Se l’arte della trattativa fa rima con “inciucio”

Giovanna Cosenza: "Scendere a patti è inevitabile in ogni fatto umano"

«Salire a un compromesso». Sembrava uscita da chissà dove quell’«ascesa in politica» del professor Monti che tanto stupì i giornalisti e non solo. E invece, altro non è che la rielaborazione casereccia di uno dei must dei corsi di comunicazione.

Già, perché quando ti insegnano l’abc della mediazione, c’è una parola che campeggia al centro: «compromesso», immancabilmente accompagnata dal quel gioco di “sali e scendi” che non vuole portare ad altro che a questa idea: ogni trattativa è fatta di compromessi: senza non c’è possibilità di giungere a soluzione.

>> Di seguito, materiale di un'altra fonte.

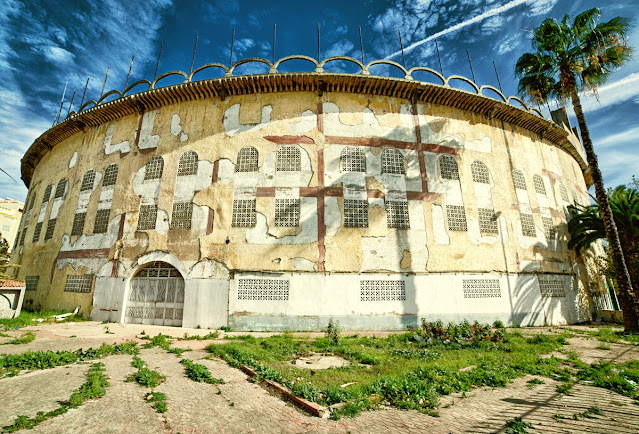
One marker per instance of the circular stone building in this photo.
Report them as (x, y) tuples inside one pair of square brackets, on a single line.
[(282, 200)]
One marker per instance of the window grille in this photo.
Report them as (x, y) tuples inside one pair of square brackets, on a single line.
[(262, 289), (563, 192), (540, 188), (188, 164), (154, 168), (480, 172), (549, 228), (481, 288), (101, 221), (78, 223), (527, 225), (355, 213), (59, 191), (110, 175), (382, 290), (181, 215), (87, 180), (82, 284), (487, 221), (50, 228), (393, 162), (243, 213), (148, 217), (551, 287), (519, 180), (288, 159), (247, 160), (287, 212), (37, 231), (397, 214), (31, 283), (456, 218), (353, 159)]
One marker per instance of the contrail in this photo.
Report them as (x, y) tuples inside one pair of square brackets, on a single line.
[(463, 24)]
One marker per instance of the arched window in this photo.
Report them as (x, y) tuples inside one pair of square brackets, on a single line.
[(353, 160), (188, 164), (448, 167), (110, 175), (393, 162), (480, 172), (288, 159), (247, 160), (87, 181), (154, 168), (540, 188), (519, 180)]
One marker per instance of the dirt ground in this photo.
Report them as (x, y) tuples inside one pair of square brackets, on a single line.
[(240, 406)]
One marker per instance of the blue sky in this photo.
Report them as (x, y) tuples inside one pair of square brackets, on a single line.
[(45, 44)]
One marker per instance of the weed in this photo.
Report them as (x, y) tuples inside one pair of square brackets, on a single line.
[(517, 426)]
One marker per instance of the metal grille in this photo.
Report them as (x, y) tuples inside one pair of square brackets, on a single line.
[(82, 284), (527, 225), (87, 180), (551, 287), (182, 215), (382, 290), (287, 212), (480, 172), (243, 213), (110, 175), (36, 233), (47, 193), (101, 221), (397, 214), (355, 213), (563, 192), (481, 288), (487, 221), (448, 167), (456, 218), (59, 191), (519, 180), (188, 164), (31, 283), (540, 188), (288, 159), (549, 228), (148, 216), (50, 228), (247, 160), (393, 162), (262, 289), (78, 223), (353, 159), (154, 168)]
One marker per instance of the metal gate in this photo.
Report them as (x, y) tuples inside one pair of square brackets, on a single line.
[(156, 296)]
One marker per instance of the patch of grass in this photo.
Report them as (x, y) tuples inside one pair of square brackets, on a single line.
[(35, 360), (199, 373), (25, 339), (517, 426), (94, 387)]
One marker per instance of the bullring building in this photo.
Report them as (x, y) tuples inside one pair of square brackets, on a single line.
[(282, 200)]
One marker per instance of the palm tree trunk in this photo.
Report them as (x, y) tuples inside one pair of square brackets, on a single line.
[(627, 298)]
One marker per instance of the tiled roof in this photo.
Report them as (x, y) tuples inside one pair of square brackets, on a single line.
[(8, 283)]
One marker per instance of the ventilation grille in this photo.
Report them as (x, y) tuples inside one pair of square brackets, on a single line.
[(262, 289), (481, 288), (382, 290)]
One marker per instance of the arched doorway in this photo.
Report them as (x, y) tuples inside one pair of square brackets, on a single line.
[(157, 296)]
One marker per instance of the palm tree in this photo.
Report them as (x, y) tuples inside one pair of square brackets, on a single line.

«Le parole nascondono mondi», incalza Giovanna Cosenza, docente di Filosofia e teoria dei linguaggi all’Università di Bologna. «E se oggi sentire la parola “compromesso” ci fa pensare subito a qualcosa di losco, a un bosco intricato, è perché c’è un accumulo progressivo di cose che ha sporcato la politica, e di conseguenza le trattative che porta con sé».

Eppure, continua Cosenza, «proprio lo stallo in cui ci troviamo dimostra la necessità di una mediazione, che è inevitabile in politica come in ogni altra cosa umana». E se quindi oggi lo Spiegel tedesco sgrida i nostri politici accusandoli di aver perso l’arte della trattativa, non c’è di che restare straniti. «Democrazia è compromesso», dice Cosenza. «Dove ci sono tante voci, tanti interessi, tanti partiti, tante aspettative e tanti bisogni, come posso trovare un accordo senza mediare, senza rinunciare o concedere?»

«Un compromesso può essere fatto anche da due criminali che si spartiscono il bottino», continua Cosenza, «ma questo non significa buttare via l’idea di mediazione in sé». «Nemmeno una coppia saprebbe restare insieme se non fosse pronta a risolvere i contrasti cedendo e concedendo ogni volta qualcosa. È la normalità, è ciò che suggerisce anche, banalmente, il senso comune», spiega. 

Una normalità che pare invece sempre più straordinaria. E che dà piena dimostrazione di sé, sostiene Cosenza, in quella diretta streaming dell’incontro tra Bersani e i leader del Movimento 5 Stelle. «Un’occasione mancata per comunicare qualcosa di nuovo, e in realtà solo la registrazione di non comunicazione tra le due parti». Dove la trattativa portata avanti da Crimi e Lombardi, spiega Cosenza «è stata su due piani».

Perché da un lato «i grillini si dicono disponibili e votare le singole proposte, ma dall’altro devono negare la fiducia al governo guidato da Bersani per non dimostrarsi proni, appunto, a un compromesso». Un paradosso, spiega la professoressa, «uno dei tanti generati da un movimento che si propone come unica possibile formazione di governo, ma che per diventarlo ha bisogno della fiducia degli stessi partiti a cui la nega»

Un circolo vizioso da cui uscire cercando nuove parole. «Come mediazione, o trattativa». Un po’ come quel «salire in politica», purché, dice Cosenza, «siano poi sostanziate di fatti coerenti con l’obiettivo. Altro che cagnolini in tv».